日時:2021年10月23日(土)10:30キックオフ
会場:非公開
天気:快晴
気温:16℃
湿度:45%
風:強風
ピッチコンディション:ややウェット

【試合結果】
昌平 0-1 武蔵越生
(前半 0-1)
(後半 0-0)

優勝候補の一角と目される昌平は、高校総体県予選ベスト8によるシード校のため、今大会は決勝トーナメント二回戦からの登場。世代別日本代表候補を多数擁するなど、とりわけ個の能力にも注目が集まる。前週行われた二回戦では、飯能南を相手に5得点無失点の完勝を収めている。
一方の武蔵越生は、Sリーグ参加チームとして決勝トーナメント一回戦から登場。一回戦に名門の市立浦和に2-0、大宮南に3-0と勝利して迎えた三回戦。難敵を確実に撃破し、実力と勢いを兼ね備えて、この舞台に辿り着いた。

年間を通して行われるリーグ戦では、昌平がプリンスリーグ関東で暫定(※2021年10月10日更新時点)6位、一方の武蔵越生はS2Bリーグで暫定(※2021年9月26日更新時点)ながら首位を走る。

昨年決勝と同一カードの注目の対決は、昌平がディフェンディングチャンピオンとしての意地を見せるか、武蔵越生が昨年のリベンジを果たすか。試合は文字通り激闘と呼ぶに相応しい展開となり、意外な結末を迎えた。

両校スターティングメンバー

昌平(4-3-3)

昌平

武蔵越生(4-4-2)

武蔵越生

前半

ゲーム内容に影響を及ぼすほどの強風が吹き荒れる中、キックオフと同時に立ち上がりから昌平が攻勢を仕掛ける。3分、昌平は左サイドでコーナーキックを獲得。グラウンダーのボールを入れて変化を付け、スルーして流れたボールをペナルティエリアやや外からMF篠田翼がシュート。デザインされたコーナーキックと、入ってもおかしくないコースに飛んだシュートだったが、ここは武蔵越生GK関根選手が好守。これを皮切りに昌平が怒涛の攻撃を見せる。
12分には昌平が左サイドからのクロスにMF荒井が合わせるも、今度はGKが弾いてポストを直撃。
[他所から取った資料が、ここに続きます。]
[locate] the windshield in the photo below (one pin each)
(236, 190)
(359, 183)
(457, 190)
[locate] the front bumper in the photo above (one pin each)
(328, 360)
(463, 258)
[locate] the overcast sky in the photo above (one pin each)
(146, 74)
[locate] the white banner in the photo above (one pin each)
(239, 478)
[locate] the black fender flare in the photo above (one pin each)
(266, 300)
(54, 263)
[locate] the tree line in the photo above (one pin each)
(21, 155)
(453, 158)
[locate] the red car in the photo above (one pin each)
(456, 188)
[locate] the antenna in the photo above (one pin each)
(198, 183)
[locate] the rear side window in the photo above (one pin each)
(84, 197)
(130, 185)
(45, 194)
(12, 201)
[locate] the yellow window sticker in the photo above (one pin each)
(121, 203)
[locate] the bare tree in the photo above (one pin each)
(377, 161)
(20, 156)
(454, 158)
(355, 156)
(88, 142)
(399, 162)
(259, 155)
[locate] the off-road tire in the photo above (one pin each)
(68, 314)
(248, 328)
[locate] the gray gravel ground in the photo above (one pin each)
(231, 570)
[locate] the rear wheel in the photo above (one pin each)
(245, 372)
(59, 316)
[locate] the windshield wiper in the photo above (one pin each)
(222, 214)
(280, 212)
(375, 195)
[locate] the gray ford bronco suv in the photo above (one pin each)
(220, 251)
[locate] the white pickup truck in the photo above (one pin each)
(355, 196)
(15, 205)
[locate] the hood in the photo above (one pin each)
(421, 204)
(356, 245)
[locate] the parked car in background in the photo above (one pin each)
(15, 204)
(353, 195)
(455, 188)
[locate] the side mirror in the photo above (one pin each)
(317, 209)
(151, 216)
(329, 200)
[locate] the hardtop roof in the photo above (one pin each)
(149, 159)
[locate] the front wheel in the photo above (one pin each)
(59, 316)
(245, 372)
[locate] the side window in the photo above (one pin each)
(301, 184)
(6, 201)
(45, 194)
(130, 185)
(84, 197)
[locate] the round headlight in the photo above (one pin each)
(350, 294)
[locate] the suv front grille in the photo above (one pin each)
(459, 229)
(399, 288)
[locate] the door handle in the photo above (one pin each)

直後のフリーキック再びMF荒井が直接狙うも、GKの正面を突く。
立ち上がり15分のうちに攻勢の昌平、守勢の武蔵越生という構図は明確になっていた。特に昌平の前線3枚は常にポジションを入れ替えながらテンポよくボールを回し、チャンスと見るやサイドバックも駆け上がって攻撃参加をするなど、サイドで幅を取りながら人数を掛けて効果的に攻めるシーンが目立った。一方の武蔵越生は昌平の攻撃に加え、強い向かい風に苦労する場面が目立つものの、GK関根を中心に守備陣が奮闘する。武蔵越生のファーストシュートは26分であったが、それまでは自陣ゴール前にほぼ釘付けの状態にされていた。

圧倒的に昌平が攻める展開が続いていたが、先制したのは武蔵越生だった。33分、武蔵越生の右SB髙村が送り込んだロングボールが強風によって上空で止まると、競り合っていた昌平のDF八木と武蔵越生のFW伊藤の足元に落ちる。イーブンのボールだったがFW伊藤が先に触って抜け出し、ゴール左へ鮮やかに流し込んで先制。ここまでチャンスらしいチャンスを創出できていなかった武蔵越生が、前半のワンチャンスをモノにした。
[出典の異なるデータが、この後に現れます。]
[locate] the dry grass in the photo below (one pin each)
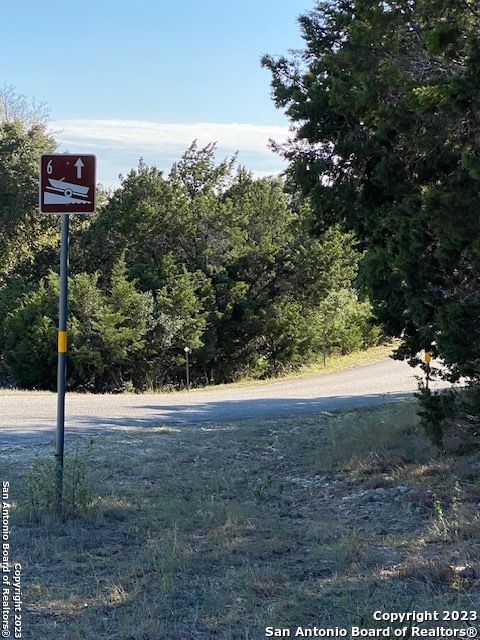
(221, 531)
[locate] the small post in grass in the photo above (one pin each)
(187, 367)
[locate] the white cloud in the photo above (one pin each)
(119, 144)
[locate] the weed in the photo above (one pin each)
(40, 484)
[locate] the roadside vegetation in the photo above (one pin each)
(222, 530)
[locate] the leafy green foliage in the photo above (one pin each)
(207, 257)
(385, 100)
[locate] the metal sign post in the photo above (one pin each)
(62, 360)
(67, 185)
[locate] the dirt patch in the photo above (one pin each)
(226, 530)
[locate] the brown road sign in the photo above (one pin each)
(67, 183)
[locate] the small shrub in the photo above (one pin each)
(41, 482)
(451, 417)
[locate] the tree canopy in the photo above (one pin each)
(208, 257)
(384, 100)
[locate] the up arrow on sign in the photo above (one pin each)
(67, 183)
(79, 164)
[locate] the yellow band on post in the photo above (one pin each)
(62, 342)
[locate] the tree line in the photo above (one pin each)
(384, 101)
(207, 257)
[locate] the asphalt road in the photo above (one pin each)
(29, 418)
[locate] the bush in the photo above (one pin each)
(451, 418)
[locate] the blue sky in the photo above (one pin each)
(127, 79)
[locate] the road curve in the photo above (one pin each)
(28, 418)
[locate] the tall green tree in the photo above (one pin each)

この得点で勢いが付いた武蔵越生ではあったが、昌平は動揺を見せることもなく対応し、依然として昌平の攻勢が続く。昌平は前半終了間際にFW小田に代えて同じくFWの井出を投入し、攻撃の活性化を図ったところで前半終了のホイッスル。武蔵越生が一点のリードで折り返した。

後半

後半になって更に攻勢を強める昌平は9分、左SBに回った小山田のクロスに中で待っていたMF荒井がボレーシュート。ビッグチャンスを迎えたが、武蔵越生の堅守に遭いゴールとはならない。その直後にも、昌平は前線に入ったMF篠田大輝がドリブルで切り込んでペナルティエリア内に侵入、シュートまで持ち込むがゴール左に外れる。

そして迎えた11分。昌平はDF本間からの浮き球のパスに途中出場のFW井出が反応し、抜け出してシュート。相手GKが足で処理するも、こぼれたボールにMF篠田大輝が反応。ついに同点かと思われた強烈なシュートは、またしても武蔵越生のGK関根が驚異的なセーブでチームを救う。この試合で昌平が最もゴールに近づいた瞬間であったが、ここでも武蔵越生の守護神関根が立ちはだかった。昌平は試合を通して「入った」と思う場面がいくつもありながら、最後の最後で精度不足や武蔵越生の守備に阻まれる光景が目立った。
リードを許しながら再三の好機を逃し、後半の給水まで無得点の昌平にも、徐々に焦りの色が出始める。しかし気が付くとそれまでシュートに持ち込めていたはずの昌平が、精度に欠いてフィニッシュすら持ち込めない、あるいは武蔵越生の守備に弾き出されるシーンが少しずつ目立つようになった。刻一刻と時間が過ぎる中、会場全体もよもやの結末を想定し始め、にわかに騒々しくなる。
終盤にはセットプレー時に昌平のGK西村も上がって得点を狙ったものの、最後まで集中した守りを見せた武蔵越生が逃げ切りタイムアップ。両チームがピッチに倒れ込むほどの死闘は武蔵越生が制し、前回大会決勝の雪辱を果たした。

試合終了と同時に武蔵越生イレブンは雄叫びを上げ、ベンチは歓喜に沸く。特に幾多ものピンチをファインセーブでチームを救い、勝利の立役者と呼んで差し支えない武蔵越生の2年生GK関根は、歓喜の涙を流していた。この試合に懸ける想いと、昌平という偉大なチームを打ち破る難しさと喜びが伝わる瞬間であった。
一方の昌平は80分を通しても、勝って不思議ではない展開が続いていた。しかし数多くの決定機を逃してしまっては、いくら技術や気持ちがあろうと、敗れてしまうのは必然。恐らく誰よりも選手が分かっているはずだが、一発勝負の怖さを思い知る結果となった。この日、昌平高校の選手権という大舞台は幕を下ろしたが、選手達はこの悔しさを胸に、必ずや次のステージで活躍してくれるだろう。

歓喜

この結果を受け、武蔵越生はベスト8進出が決定。次戦の準々決勝は西武台と対決する。今大会の決勝トーナメントではノーシードの武蔵越生だが、ダークホースと呼ぶには相応しくないほど、確かな実力を持ったチームである。三回戦まで楽な相手は一つとしてないが、難敵揃いながらここまで無失点。大きな自信に繋がるだろう。自慢の粘り強い守備で、優勝候補の西武台をどう攻略するか。県西部の雄が激突する準々決勝の舞台、今後の武蔵越生から目が離せない。